The semiconductor substrate 13 is made of single crystal silicon or polycrystalline silicon having a thickness of about 0.3 mm. This semiconductor substrate 1 contains about 1 × 10 ¹⁶ to 10 ¹⁸ atoms · cm ⁻³ of one conductivity type semiconductor impurity such as boron (B) and has a specific resistance of about 1 to 5 Ω · cm.

By placing this semiconductor substrate 13 in a diffusion furnace and heating it using phosphorus oxychloride (POCl3) or the like, phosphorus atoms are introduced into the surface portion of the semiconductor substrate 13 at about 1 × 10 ¹⁶ to 10 ¹⁸ atoms · cm ^−3. Diffusion is performed to form a diffusion layer 2 having a thickness of about 0.3 to 0.4 μm.

Next, the antireflection film 3 is formed on the surface side of the semiconductor substrate 13. The antireflection film 3 is made of, for example, a silicon nitride film (SiN _x ) or the like, and has a thickness of 500 to 1000 nm and a refractive index of 1 by a plasma CVD method using a mixed gas of silane (SiH ₄ ) and ammonia (NH ₃ ). .90 to 2.30 or so. The antireflection film 3 is provided to prevent light from being reflected from the surface of the semiconductor substrate 13 and to effectively take light into the semiconductor substrate 13.

  Next, a BSF layer 4 is formed on the back surface by applying and baking an aluminum paste, and the aluminum remaining on the surface is removed. Thereafter, a silver paste is applied to the front and back surfaces of the semiconductor substrate 13 by a screen printing method or the like and baked at 600 to 800 ° C. for about 1 to 30 minutes, whereby the front electrode 5 and the back electrode 6 including the finger electrode 9 and the bus bar electrode 8 are formed.
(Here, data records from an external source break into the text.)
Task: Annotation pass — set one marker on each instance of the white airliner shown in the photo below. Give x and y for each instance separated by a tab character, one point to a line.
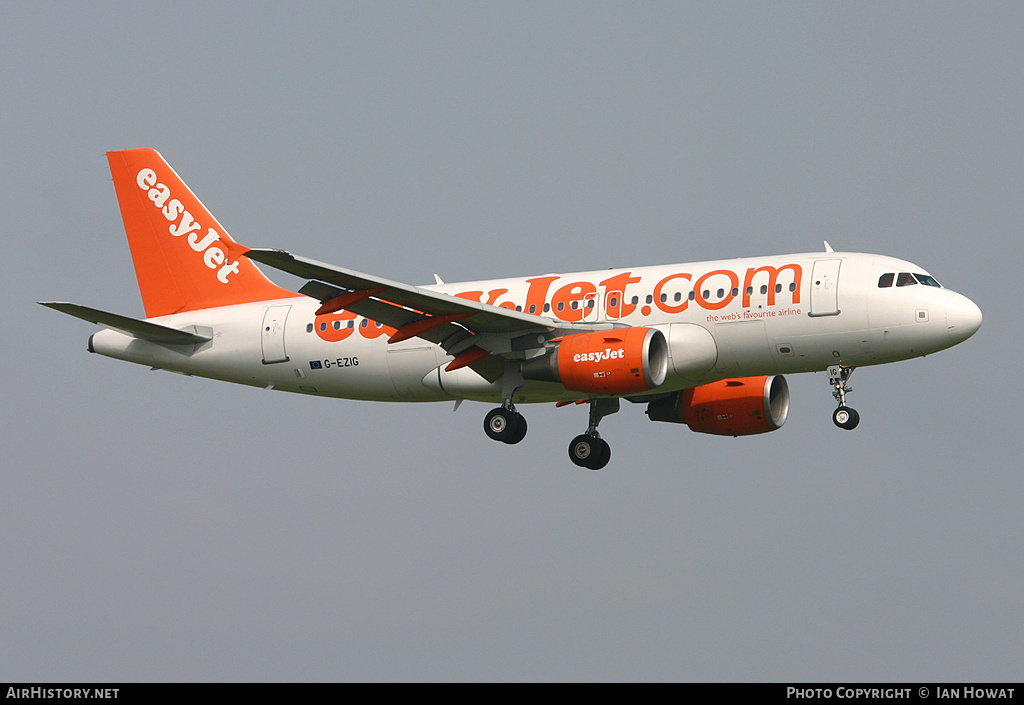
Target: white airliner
701	343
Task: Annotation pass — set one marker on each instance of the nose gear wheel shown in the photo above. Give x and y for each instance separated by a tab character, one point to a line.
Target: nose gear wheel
844	416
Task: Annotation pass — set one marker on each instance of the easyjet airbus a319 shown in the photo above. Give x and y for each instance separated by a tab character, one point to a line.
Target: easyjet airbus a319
701	343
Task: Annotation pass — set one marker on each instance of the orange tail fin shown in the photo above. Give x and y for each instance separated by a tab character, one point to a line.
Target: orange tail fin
183	258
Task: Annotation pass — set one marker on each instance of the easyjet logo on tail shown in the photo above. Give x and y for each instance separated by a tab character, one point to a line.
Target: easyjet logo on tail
183	224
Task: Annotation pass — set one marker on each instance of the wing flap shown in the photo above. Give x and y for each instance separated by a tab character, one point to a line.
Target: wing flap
402	297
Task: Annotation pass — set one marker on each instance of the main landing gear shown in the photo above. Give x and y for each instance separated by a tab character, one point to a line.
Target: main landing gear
587	450
844	416
590	450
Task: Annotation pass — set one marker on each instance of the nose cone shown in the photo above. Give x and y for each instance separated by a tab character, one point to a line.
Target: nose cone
963	318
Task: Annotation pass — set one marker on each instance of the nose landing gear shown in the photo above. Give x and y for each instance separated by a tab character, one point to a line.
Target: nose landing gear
590	450
505	424
844	416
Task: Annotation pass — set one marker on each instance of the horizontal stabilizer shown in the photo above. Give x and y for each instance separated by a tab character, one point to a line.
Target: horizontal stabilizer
133	327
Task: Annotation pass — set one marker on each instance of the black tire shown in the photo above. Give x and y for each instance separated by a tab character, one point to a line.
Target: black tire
519	430
500	424
847	418
590	452
603	455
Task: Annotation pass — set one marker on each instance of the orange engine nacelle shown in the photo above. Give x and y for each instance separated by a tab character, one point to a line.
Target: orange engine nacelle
621	361
730	407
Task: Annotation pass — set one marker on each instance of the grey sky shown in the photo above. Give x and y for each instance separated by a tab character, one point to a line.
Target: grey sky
157	527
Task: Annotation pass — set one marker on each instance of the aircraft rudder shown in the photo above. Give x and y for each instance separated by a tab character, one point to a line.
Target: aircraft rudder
184	259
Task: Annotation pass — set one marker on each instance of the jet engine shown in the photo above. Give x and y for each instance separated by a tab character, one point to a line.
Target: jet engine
729	407
620	361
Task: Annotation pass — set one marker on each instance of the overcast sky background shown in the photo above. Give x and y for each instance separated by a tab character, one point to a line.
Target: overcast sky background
161	528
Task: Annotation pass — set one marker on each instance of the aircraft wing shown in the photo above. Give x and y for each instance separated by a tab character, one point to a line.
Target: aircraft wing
454	323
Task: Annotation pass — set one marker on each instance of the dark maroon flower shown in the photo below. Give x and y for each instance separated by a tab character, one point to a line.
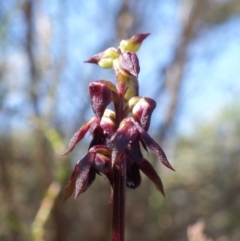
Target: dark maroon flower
97	160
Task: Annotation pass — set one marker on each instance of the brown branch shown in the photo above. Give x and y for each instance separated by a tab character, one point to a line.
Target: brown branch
175	71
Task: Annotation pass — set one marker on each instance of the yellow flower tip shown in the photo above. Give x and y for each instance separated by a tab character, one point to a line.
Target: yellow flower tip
110	53
104	59
105	63
134	43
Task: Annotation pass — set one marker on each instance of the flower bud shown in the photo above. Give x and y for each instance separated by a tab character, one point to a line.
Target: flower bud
101	96
142	111
104	59
128	64
108	123
134	43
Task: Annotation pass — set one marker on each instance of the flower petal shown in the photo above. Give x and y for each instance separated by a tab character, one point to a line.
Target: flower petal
102	164
133	175
79	135
101	96
153	146
150	172
71	183
124	135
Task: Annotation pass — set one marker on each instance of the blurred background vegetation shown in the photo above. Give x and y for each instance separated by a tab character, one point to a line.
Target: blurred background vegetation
189	65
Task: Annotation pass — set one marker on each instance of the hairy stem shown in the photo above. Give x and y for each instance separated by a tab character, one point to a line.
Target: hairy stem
119	197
Form.

  The structure of the back surface of the solar cell element 1 may be configured by an output extraction electrode (bus bar electrode) made of silver and a current collecting electrode made of aluminum in addition to the structure shown in FIG. In this structure, the BSF layer can be formed simultaneously with the formation of the collecting electrode.

  On the surface of the front electrode 5 and the back electrode 6, in order to increase the area of the electrode and reduce the resistance, and to protect the surface of the electrode and ensure long-term reliability, wiring characteristics when connecting a plurality of elements are further provided. For the purpose of improving, the solder layer 7 is formed. The solder layer 7 is formed by immersing the solar cell element 1 in molten solder.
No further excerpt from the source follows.